We are an export-led agricultural economy, we have scientific innovators that punch above their weight, we have the highest per capita use rate in the world, we have a huge alcohol problem for which we need to find a silver bullet. Cannabis reform in Colorado has reduced alcohol consumption by 20 percent. We have this perfect storm. Legalising would solve a lot of problems. Imagine if NZ had legalised 15 years ago. Imagine if we had billion-dollar tech surpluses every year. Imagine if our rivers were still swimmable because dairy hadn't expanded.

"Labour and Greens are holding hands and agreeing on everything—well, one thing they agree on is not talking about cannabis too much because that might make them look too hippy."

What needs to happen for the paradigm shift the country needs to put reform on the political agenda?

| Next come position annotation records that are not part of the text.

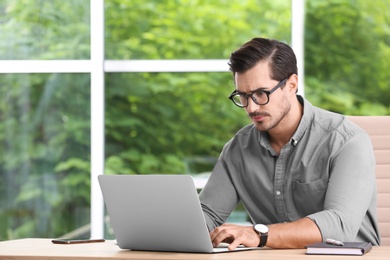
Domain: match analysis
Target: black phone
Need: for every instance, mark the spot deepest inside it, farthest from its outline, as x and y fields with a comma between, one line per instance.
x=76, y=241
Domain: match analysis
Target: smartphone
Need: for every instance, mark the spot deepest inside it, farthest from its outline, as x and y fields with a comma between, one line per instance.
x=76, y=241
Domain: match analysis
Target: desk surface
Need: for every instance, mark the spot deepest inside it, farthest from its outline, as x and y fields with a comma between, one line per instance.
x=31, y=248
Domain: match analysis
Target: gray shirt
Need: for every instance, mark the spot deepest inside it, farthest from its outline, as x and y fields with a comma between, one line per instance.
x=326, y=172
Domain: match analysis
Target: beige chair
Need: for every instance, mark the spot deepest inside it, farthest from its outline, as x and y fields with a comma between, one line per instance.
x=378, y=127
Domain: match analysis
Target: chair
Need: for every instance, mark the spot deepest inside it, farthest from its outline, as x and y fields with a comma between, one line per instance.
x=378, y=127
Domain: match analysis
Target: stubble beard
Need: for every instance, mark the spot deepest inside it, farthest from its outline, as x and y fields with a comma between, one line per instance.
x=271, y=120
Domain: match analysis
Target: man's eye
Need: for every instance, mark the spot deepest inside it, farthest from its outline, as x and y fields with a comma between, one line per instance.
x=258, y=93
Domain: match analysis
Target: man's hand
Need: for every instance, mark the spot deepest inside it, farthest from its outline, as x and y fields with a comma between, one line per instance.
x=235, y=235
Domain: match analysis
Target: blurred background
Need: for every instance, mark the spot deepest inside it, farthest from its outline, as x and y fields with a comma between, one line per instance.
x=156, y=121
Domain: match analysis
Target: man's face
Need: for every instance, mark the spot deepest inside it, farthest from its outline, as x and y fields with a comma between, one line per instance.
x=269, y=116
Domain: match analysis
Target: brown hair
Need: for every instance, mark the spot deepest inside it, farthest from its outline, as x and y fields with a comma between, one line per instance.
x=279, y=55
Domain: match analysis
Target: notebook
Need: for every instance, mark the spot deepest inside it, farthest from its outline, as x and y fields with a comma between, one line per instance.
x=157, y=213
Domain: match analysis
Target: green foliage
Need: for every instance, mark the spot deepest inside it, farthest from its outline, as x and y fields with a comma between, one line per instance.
x=347, y=44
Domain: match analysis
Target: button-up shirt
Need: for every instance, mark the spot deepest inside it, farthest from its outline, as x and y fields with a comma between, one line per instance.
x=326, y=172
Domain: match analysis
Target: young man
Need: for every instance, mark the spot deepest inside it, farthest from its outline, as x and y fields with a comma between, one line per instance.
x=303, y=174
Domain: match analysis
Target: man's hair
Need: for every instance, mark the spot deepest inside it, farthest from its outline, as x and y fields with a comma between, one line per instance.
x=279, y=55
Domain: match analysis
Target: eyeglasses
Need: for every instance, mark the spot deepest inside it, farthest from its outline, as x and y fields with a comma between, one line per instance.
x=260, y=97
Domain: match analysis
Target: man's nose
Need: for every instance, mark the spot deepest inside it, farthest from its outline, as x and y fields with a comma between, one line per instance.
x=252, y=106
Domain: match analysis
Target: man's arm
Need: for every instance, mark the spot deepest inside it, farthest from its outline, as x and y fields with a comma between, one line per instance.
x=283, y=235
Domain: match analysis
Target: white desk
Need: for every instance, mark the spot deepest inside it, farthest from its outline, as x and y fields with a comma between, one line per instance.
x=34, y=249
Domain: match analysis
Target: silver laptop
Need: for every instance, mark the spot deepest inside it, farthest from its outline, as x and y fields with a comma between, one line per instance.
x=157, y=213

What we really need is all the people—I could say their names but maybe I shouldn't—the All Blacks, the celebrated New Zealand actors, the high-powered business investors, all those people who smoke cannabis to speak up. We need people to say what everybody is thinking and not just sit there and try not to rock the boat.

Other than cannabis legislation reform, why should a Mt Albert voter give you their vote?

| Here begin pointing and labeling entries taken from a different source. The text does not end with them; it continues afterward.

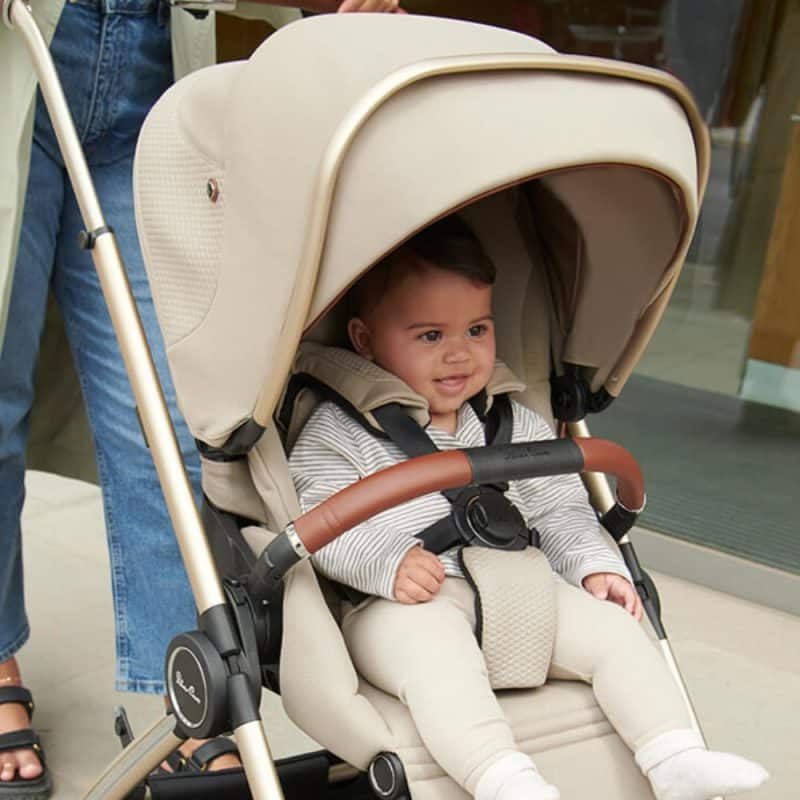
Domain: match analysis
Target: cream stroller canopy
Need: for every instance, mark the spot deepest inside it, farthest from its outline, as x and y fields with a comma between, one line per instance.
x=264, y=189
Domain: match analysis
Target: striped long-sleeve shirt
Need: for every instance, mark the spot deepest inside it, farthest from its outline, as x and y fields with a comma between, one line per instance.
x=334, y=451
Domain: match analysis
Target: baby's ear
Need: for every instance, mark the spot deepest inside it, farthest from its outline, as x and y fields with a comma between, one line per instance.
x=360, y=337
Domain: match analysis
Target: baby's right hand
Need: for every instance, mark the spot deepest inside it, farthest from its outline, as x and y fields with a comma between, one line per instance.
x=419, y=577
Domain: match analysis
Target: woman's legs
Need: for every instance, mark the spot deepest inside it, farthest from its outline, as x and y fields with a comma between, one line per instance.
x=17, y=364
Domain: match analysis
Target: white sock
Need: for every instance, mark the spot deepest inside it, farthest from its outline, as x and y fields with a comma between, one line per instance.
x=680, y=768
x=514, y=777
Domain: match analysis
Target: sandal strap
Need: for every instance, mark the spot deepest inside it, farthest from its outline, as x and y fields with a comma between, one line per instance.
x=206, y=753
x=17, y=694
x=25, y=739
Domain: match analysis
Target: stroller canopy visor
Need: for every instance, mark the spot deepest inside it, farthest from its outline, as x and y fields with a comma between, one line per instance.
x=265, y=188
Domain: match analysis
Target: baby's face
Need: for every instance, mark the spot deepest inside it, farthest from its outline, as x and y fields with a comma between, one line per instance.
x=434, y=330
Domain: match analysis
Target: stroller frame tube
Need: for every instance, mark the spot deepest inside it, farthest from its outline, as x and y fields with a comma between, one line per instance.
x=148, y=751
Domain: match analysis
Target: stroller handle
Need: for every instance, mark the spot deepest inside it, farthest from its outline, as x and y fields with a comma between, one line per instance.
x=435, y=473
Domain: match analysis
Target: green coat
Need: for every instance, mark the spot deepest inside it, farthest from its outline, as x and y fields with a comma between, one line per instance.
x=60, y=439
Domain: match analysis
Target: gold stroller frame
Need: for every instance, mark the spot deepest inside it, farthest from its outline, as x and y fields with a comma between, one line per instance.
x=148, y=750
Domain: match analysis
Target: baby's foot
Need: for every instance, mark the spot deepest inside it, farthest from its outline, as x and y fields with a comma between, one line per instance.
x=514, y=777
x=702, y=774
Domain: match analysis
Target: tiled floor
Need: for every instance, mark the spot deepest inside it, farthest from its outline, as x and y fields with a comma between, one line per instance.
x=741, y=660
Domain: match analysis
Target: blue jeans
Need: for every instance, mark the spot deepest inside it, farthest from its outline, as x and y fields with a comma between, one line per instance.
x=114, y=60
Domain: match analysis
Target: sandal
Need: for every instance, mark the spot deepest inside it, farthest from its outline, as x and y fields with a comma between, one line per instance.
x=37, y=788
x=190, y=777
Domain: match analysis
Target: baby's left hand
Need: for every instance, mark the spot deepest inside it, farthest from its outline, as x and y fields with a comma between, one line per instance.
x=613, y=587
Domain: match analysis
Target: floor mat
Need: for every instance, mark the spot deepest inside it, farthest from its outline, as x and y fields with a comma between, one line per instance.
x=720, y=472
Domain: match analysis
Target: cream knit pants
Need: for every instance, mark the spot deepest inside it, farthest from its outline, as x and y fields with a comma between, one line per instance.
x=427, y=656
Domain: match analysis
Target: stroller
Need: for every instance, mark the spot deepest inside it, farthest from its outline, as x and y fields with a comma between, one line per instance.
x=260, y=201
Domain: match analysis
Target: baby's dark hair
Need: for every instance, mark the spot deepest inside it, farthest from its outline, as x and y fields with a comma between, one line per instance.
x=448, y=244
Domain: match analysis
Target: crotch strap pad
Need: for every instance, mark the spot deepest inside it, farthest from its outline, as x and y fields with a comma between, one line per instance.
x=515, y=611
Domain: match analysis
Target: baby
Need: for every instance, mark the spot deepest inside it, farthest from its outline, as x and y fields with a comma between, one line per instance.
x=425, y=315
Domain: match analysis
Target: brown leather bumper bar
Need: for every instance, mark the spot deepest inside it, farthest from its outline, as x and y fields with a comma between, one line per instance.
x=379, y=491
x=435, y=473
x=456, y=468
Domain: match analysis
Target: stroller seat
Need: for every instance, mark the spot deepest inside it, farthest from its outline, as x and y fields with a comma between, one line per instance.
x=261, y=200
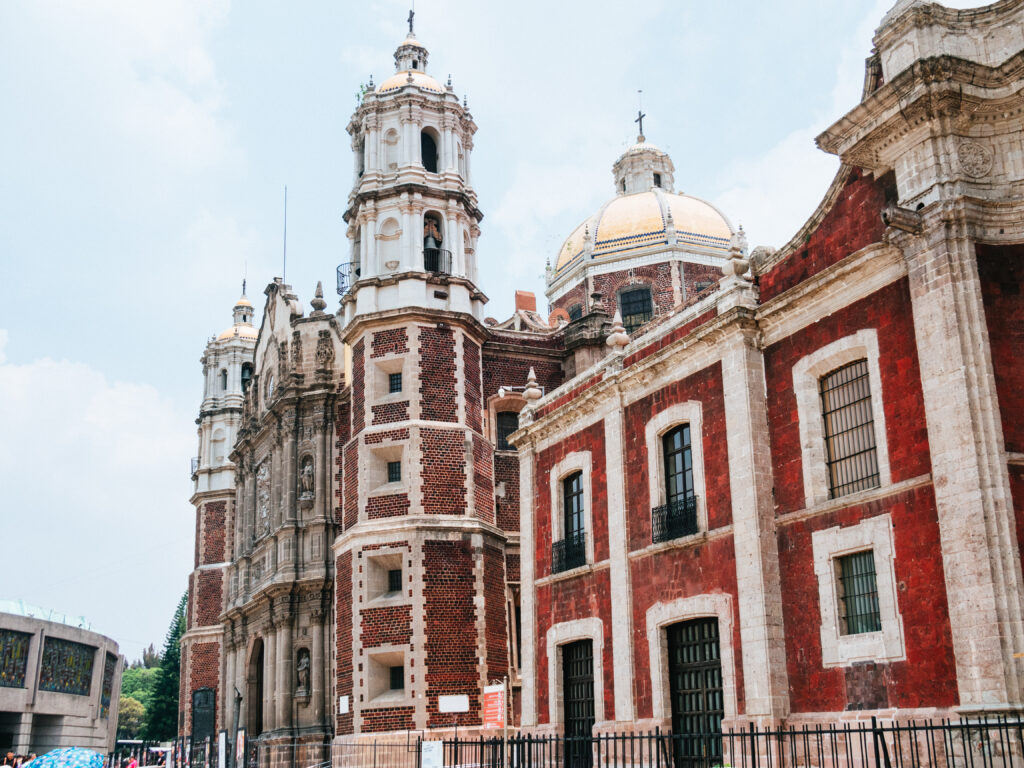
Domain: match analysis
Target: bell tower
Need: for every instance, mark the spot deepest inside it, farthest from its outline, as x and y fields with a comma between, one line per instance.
x=419, y=558
x=413, y=215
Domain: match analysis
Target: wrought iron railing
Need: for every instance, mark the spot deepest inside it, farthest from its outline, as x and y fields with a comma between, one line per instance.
x=674, y=520
x=568, y=553
x=347, y=274
x=437, y=260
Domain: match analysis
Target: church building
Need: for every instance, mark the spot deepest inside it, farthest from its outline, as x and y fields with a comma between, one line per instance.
x=711, y=486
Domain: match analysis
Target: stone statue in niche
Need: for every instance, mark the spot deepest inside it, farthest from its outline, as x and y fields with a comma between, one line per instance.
x=306, y=478
x=302, y=674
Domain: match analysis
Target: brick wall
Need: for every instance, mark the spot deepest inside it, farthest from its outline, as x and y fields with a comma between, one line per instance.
x=391, y=341
x=392, y=505
x=471, y=366
x=437, y=393
x=495, y=613
x=889, y=311
x=483, y=479
x=1001, y=272
x=928, y=677
x=853, y=221
x=390, y=625
x=507, y=472
x=443, y=471
x=209, y=597
x=358, y=387
x=343, y=636
x=706, y=388
x=671, y=574
x=449, y=592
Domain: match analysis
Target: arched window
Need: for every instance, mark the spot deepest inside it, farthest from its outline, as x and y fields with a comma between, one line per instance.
x=428, y=152
x=635, y=304
x=507, y=423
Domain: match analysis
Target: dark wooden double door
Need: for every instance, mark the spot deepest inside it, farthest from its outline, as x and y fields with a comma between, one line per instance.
x=695, y=692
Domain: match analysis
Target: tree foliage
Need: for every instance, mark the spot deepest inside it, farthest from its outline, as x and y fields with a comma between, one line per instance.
x=162, y=723
x=131, y=718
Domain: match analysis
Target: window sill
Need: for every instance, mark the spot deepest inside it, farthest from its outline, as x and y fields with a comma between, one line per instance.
x=573, y=572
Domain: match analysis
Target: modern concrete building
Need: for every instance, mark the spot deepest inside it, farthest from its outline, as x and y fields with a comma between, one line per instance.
x=59, y=683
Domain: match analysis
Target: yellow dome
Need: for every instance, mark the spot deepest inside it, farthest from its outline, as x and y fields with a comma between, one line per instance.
x=242, y=331
x=400, y=80
x=632, y=222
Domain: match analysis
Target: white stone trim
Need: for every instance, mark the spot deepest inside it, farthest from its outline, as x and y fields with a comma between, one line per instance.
x=566, y=632
x=681, y=413
x=806, y=373
x=577, y=461
x=659, y=615
x=875, y=534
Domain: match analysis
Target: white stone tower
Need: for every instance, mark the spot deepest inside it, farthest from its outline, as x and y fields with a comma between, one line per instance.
x=413, y=216
x=227, y=369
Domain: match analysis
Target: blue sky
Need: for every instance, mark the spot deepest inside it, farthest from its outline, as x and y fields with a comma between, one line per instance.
x=143, y=152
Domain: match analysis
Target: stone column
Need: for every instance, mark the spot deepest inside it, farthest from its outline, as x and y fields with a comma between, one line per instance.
x=269, y=679
x=317, y=672
x=622, y=646
x=285, y=684
x=765, y=679
x=977, y=529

Essentially, the Mt Albert voter has the opportunity to be as powerful as the voters of Ohariu or Epsom [where United Future and ACT, respectively, hold their only seats], because they will have their own party that—has its own agenda, yes—but second to that is the will of the people of Mt Albert, [so they have] someone in Parliament able to exercise influence for things that are better for Mt Albert.